In addition, Table 4 also shows that increasing levels of CT, VLDLc, LDLc and non-HDL cholesterol from D0 to D3 (Δ lipid variables) were protective for septic shock development, after sex adjustment, although as for TG concentration at admission, the 95% CI of Δ LDLc also approached 1.0.
The usefulness of TG, non-HDL cholesterol and M/H ratios as severity biomarkers was tested through Receiver-Operating Characteristic (ROC) curve analysis of patients with septic shock versus those who did not develop shock (Fig. 2).
The Area Under ROC Curve (AUC) of the M/H ratio was 0.887 (95% CI of 73.5% to 100%), and the cutoff value of < 17, defined by Youden index J, revealed a sensitivity of 91.7% (61.5%‒99.8%) and a specificity of 94.4% (72.7%‒99.9%) to predict septic shock in late-onset neonatal sepsis. However, AUC from TG and non-HDL cholesterol showed lower rates. The AUC of TG was 0.715 and using a cut-off of ≤114, the sensitivity and specificity were 66.7 (43.0‒85.4) and 76.9 (56.4‒91.0), respectively. The AUC of non-HDL cholesterol was 0.733 and using a cut-off of ≤65, the sensitivity and specificity were 52.9 (27.8‒77.0) and 92.0 (74.0‒99.0), respectively.
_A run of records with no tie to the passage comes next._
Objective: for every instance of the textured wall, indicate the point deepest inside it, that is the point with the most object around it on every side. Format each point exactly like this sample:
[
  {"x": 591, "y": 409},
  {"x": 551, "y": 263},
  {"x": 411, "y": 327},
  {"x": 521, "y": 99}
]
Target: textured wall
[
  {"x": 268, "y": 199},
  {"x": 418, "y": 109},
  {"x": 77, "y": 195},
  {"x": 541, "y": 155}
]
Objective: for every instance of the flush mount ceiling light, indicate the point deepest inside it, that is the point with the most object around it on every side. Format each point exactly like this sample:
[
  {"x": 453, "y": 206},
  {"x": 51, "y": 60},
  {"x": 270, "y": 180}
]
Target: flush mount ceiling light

Correlation analysis among lipoproteins and inflammatory mediatorsTo evaluate the impact of the inflammatory markers on the lipoprotein levels, correlation analyses on D0 were performed. Significant negative correlations were found among TG, VLDLc, LDLc and non-HDL cholesterol and the inflammatory markers, IL-6, IL-8, IL-10, and CRP, and among CT and HDLc and immature neutrophils and I/T ratio, as shown in Table 5.
Correlations between IL-6, IL-8, IL-10, C-reactive-protein, immature neutrophils, I/T and lipoproteins at D0.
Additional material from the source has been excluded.